Milliyetçilik ilkesi şöyle tanımlanmaktadır: “Türkiye Cumhuriyeti dahilinde Türk dili ile konuşan, Türk kültürü ile yetişen, Türk ülküsünü benimseyen her vatandaş hangi din ve menşeden olursa olsun Türk’tür. (…) Yeni Türk milliyetçiliğine göre, Türk milleti büyük insanlık ailesinin yüksek ve şerefli bir uzvudur”. Bu ilkenin sol ile neden çeliştiği üzerine yazmaya bile gerek olmaması lazım aslında ama yine de bir şeyler söylemek gerekir. Bu ilke merkezine eşitlikçi bir anlayış almaktan çok uzak olan, Türk kimliği ile homojenize edilmiş bir etnik anlayış yerleştirir. Şeyh Sait İsyanı’nın kanla bastırılması ve Dersim Katliamı, Kürtlere yönelik devlet tutumunun en net göstergelerinden bazılarıdır. Ermeniler, Yahudiler ve Rumlar gibi gayrimüslim azınlıklara yönelik uygulanan katliamlar, tehcirler, Varlık Vergisi gibi vergiler ile mallarına çökme, İskân Kanunu, 1934 Trakya Olayları, 6-7 Eylül gibi “olayların” yanı sıra, kamusal alandan dışlanma, Hrant Dink’in de vurguladığı gibi azınlıkların devlet memurluğu gibi görevlerde yer almalarının engellenmesi, ana dilde konuşma ya da eğitim alma hakkının engellenmesi bu ilke etrafında şekillenen cumhuriyetin sonuçlarıdır. Nitekim, Roni Margulies’in “Milliyetçilik ve Sosyalizm” yazısında belirttiği gibi, 1924 – 1930 yılları arasında Adalet Bakanı olarak görev yapmış olan Mahmut Esat Bozkurt’un “Benim fikrim, kanaatim şudur ki, dost da düşman da bilsin ki bu memleketin efendisi Türktür. Öz Türk olmayanların Türk vatanında bir hakkı vardır, o da hizmetçi olmaktır, köle olmaktır”3 şeklinde yaptığı açıklama, Türk olmayanlara karşı, kuruluş ideolojisinin bakış açısını göstermektedir.

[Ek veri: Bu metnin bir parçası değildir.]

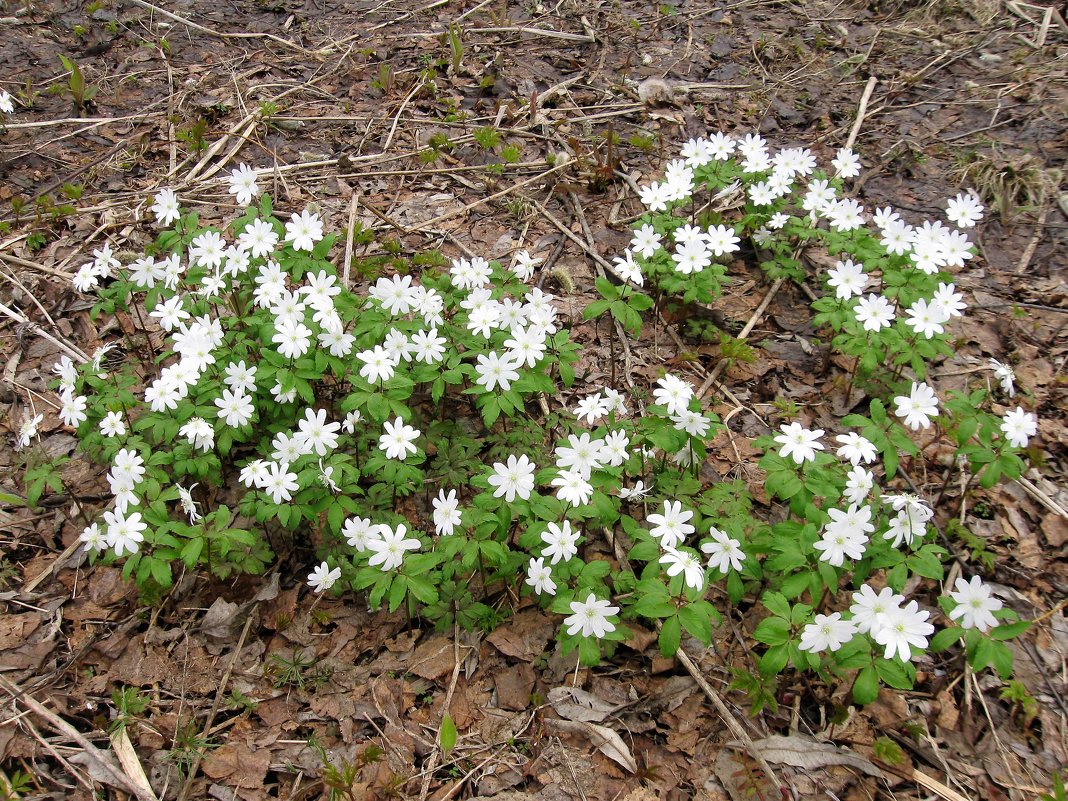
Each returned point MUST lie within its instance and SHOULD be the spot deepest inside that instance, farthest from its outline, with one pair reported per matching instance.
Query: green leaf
(446, 735)
(946, 638)
(606, 288)
(696, 623)
(1008, 630)
(894, 673)
(671, 637)
(596, 309)
(772, 631)
(925, 563)
(655, 607)
(866, 686)
(423, 590)
(776, 603)
(397, 591)
(191, 551)
(773, 661)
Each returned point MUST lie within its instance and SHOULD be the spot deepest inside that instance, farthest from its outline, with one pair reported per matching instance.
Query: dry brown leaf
(603, 738)
(572, 703)
(741, 776)
(237, 765)
(807, 753)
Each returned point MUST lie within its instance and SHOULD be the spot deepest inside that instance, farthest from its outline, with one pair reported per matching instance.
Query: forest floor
(242, 689)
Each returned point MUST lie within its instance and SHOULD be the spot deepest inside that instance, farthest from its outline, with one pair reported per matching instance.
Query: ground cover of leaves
(249, 687)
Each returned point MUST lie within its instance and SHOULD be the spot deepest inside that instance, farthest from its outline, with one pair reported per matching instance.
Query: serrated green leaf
(446, 734)
(866, 686)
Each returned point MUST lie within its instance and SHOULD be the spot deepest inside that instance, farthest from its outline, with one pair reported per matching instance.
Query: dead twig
(269, 36)
(115, 776)
(728, 719)
(349, 235)
(483, 201)
(188, 784)
(862, 110)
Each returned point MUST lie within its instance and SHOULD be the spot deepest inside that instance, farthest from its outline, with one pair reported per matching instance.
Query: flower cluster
(417, 435)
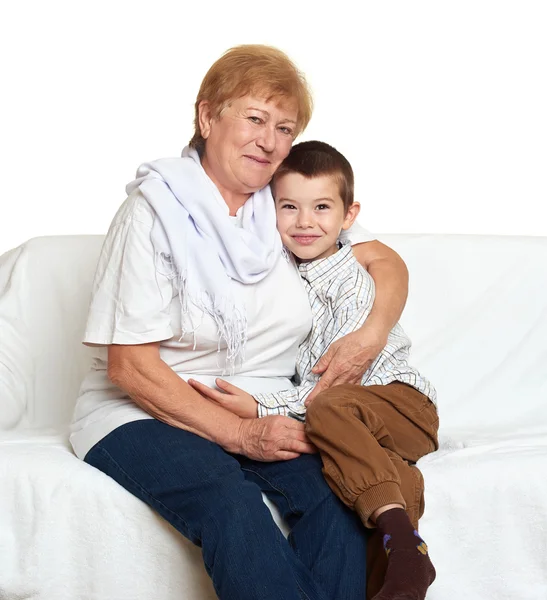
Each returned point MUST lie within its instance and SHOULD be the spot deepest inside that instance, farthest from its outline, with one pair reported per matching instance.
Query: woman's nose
(267, 139)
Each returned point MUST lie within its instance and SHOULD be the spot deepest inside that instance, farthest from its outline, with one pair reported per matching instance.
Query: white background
(441, 106)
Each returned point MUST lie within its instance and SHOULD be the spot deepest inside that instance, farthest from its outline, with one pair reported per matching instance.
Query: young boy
(369, 436)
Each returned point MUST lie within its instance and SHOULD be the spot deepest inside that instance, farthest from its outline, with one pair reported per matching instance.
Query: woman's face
(246, 144)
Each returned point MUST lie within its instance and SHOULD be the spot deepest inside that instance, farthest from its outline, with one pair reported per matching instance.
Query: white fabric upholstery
(477, 315)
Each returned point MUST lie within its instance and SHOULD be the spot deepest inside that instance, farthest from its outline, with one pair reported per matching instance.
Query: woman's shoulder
(135, 208)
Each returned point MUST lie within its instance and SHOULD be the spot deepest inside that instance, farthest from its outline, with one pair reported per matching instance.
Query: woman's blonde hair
(263, 71)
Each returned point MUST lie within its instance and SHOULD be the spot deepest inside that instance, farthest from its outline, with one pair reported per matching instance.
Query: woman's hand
(273, 438)
(231, 398)
(348, 359)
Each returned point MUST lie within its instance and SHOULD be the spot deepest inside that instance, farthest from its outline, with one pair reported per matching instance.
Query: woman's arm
(350, 357)
(140, 372)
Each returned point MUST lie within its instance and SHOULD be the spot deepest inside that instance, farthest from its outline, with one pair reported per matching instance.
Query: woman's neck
(234, 200)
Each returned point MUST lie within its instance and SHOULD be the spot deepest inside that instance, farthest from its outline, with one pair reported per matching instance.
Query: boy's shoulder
(348, 282)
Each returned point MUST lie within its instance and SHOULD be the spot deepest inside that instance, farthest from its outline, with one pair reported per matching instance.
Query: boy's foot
(409, 569)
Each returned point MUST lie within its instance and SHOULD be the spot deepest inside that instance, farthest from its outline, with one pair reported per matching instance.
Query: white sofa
(477, 314)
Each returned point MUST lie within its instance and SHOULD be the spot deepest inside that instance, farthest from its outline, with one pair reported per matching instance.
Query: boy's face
(310, 214)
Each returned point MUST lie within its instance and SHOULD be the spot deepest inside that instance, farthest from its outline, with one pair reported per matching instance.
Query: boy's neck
(332, 250)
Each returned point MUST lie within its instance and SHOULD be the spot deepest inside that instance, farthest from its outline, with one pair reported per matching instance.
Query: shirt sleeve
(356, 235)
(130, 298)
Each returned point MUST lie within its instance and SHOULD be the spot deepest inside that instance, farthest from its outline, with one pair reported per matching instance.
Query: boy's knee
(328, 403)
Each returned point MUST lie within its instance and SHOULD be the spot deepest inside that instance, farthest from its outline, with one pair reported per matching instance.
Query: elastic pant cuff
(375, 497)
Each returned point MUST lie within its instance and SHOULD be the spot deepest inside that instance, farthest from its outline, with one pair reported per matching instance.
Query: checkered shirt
(341, 294)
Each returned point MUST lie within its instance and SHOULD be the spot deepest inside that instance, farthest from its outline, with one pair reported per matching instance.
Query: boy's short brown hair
(314, 159)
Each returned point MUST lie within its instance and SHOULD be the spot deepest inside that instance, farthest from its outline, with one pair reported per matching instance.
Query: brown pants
(369, 438)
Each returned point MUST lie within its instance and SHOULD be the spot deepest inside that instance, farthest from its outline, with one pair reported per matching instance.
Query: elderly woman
(192, 283)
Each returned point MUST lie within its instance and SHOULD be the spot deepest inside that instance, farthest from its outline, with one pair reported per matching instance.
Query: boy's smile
(310, 214)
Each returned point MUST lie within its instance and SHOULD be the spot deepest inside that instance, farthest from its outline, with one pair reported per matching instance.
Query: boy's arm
(350, 357)
(390, 276)
(344, 320)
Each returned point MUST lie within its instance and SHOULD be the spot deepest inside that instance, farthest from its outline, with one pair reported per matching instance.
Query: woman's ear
(351, 215)
(204, 116)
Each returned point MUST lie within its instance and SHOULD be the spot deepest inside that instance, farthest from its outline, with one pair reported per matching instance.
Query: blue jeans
(214, 499)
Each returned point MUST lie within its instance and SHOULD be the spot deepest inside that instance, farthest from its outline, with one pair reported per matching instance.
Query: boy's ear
(351, 215)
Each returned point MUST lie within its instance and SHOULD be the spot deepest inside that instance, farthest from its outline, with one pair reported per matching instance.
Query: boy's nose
(304, 220)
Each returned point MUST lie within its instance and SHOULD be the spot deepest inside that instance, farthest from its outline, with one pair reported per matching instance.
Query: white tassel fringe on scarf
(195, 237)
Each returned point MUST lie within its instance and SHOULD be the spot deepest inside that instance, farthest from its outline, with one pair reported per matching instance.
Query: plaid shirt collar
(319, 272)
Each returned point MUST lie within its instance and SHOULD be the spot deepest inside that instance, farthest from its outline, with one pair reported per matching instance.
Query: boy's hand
(347, 359)
(231, 398)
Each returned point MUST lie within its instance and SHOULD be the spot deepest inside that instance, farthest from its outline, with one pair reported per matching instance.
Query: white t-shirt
(133, 303)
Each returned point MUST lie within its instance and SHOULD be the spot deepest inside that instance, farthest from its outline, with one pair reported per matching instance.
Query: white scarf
(195, 238)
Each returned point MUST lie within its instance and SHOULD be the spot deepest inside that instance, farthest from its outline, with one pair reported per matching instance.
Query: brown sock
(409, 569)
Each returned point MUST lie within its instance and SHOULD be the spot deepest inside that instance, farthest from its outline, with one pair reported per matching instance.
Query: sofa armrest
(15, 374)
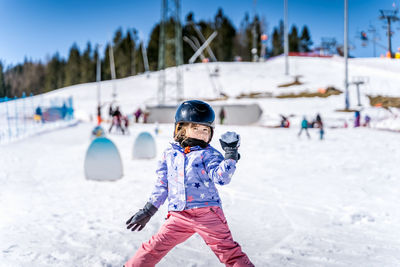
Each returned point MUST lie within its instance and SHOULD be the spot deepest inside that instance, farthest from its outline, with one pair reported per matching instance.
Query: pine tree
(152, 47)
(305, 40)
(105, 64)
(224, 42)
(73, 67)
(241, 42)
(54, 73)
(88, 65)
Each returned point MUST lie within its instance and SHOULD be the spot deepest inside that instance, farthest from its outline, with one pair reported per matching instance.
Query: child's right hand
(230, 142)
(142, 217)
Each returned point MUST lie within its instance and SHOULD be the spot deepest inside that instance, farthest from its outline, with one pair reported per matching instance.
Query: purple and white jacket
(188, 179)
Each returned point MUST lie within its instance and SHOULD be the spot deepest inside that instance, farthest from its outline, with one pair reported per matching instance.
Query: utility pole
(374, 39)
(254, 33)
(134, 40)
(173, 11)
(345, 52)
(112, 66)
(286, 37)
(145, 60)
(98, 74)
(390, 16)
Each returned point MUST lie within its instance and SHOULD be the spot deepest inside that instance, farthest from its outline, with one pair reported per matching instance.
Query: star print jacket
(188, 179)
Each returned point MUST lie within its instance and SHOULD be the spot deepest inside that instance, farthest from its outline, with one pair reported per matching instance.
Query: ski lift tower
(170, 9)
(390, 16)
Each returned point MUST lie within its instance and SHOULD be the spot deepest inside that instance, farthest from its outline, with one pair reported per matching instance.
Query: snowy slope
(236, 78)
(292, 201)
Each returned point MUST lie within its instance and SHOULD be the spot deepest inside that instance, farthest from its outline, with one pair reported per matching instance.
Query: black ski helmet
(195, 111)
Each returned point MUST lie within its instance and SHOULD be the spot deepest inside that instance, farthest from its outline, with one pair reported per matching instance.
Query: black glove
(141, 217)
(230, 142)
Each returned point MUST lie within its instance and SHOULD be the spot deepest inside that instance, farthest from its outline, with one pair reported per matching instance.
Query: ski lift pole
(16, 116)
(8, 118)
(286, 37)
(145, 60)
(346, 28)
(23, 110)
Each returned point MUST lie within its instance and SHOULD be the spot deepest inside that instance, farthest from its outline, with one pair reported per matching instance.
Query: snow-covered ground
(292, 201)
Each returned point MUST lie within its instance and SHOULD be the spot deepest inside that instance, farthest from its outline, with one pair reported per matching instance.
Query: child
(186, 176)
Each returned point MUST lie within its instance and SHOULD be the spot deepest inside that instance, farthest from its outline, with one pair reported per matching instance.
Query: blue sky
(37, 29)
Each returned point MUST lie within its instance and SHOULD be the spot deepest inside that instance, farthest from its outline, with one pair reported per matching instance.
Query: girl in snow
(187, 175)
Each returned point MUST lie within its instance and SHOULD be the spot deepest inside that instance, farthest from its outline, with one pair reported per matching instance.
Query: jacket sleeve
(219, 170)
(160, 191)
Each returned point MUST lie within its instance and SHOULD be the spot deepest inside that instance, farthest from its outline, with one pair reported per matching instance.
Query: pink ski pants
(208, 222)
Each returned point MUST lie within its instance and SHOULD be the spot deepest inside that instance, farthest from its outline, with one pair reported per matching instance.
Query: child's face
(198, 131)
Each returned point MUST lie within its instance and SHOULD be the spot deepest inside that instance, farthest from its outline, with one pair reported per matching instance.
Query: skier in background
(38, 117)
(304, 126)
(125, 120)
(320, 125)
(222, 115)
(137, 115)
(99, 119)
(357, 119)
(194, 202)
(116, 120)
(284, 122)
(367, 120)
(110, 111)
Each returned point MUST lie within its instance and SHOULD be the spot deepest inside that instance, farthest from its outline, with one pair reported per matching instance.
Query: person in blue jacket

Devletçilik ilkesi iki temele dayandırılır ve şöyle ifade edilir “Bizzat devletin kuruculuğu ve yapıcılığı ile yapılması özel sektöre bırakılan işlerin düzenlenmesi ve kontrolü”. Bu ilke ile aslında devlet eliyle özel sektörün ve dolayısıyla burjuvazinin güçlendirilmesi sağlanmaktadır. Devletin, gücünü halk için değil, burjuvazi için kullanması anlamına gelmektedir. Tanımın kendisi de açıkça ifade ediyor ki, devlet eliyle özel sektörün gelişmesi sağlanmak istemektedir. Nitekim Türkiye Cumhuriyeti’nin ilk yıllarına baktığımızda Teşvik-i Sanayi Kanunu ile özel sektöre imtiyazlar sağlanmak istenmiştir. Devletçilik ilkesi, Devrimcilik ilkesi gibi 1935 yılında, sonradan eklenmiştir. 1929 Dünya Ekonomik Buhranı’nın ardından bu ilke de 1935 yılında resmi ilkeler arasında yerini almıştır. O tarihe kadar, 1923 yılında İzmir’de toplanmış olan Türkiye İktisat Kongresi kararlarında ifade edildiği üzere, serbest piyasa ekonomisi benimsenmiştir. Ekonomik buhran sebebiyle piyasa kendi kendisini düzenleyemeyince, devletin ekonomide daha aktif bir rol üstlenmesi gerektiği fikri benimsendi. Bu bağlamda, devletçilik ilkesi ile sanayileşme yolunda ilerleyen Sovyetler Birliği’nin planlı kalkınma modeli örnek alındı. Ancak Türkiye’de, Sovyetler’deki gibi tam anlamıyla merkezi planlamaya dayanan bir devletçi ekonomi uygulanmadı. Bunun yerine, sanayileşme süreci ağırlıklı olarak devlet teşekkülleri aracılığıyla yürütüldü ve sanayi altyapısı devlet eliyle inşa edildi. Stalin dönemi Rusyası’na benzeyen bazı uygulamaları örnek almak, elbette ki Türkiye’yi sosyalist bir devlet yapmaz. Kaldı ki, Sovyetler de artık sosyalizm ile bağlarını kopararak, tüm Rus ekonomisinin tek bir holding gibi yönetildiği devlet kapitalizmi modeline geçmiştir. Her kapitalist ekonomi gibi de krize girerek sonunda dağılmıştır.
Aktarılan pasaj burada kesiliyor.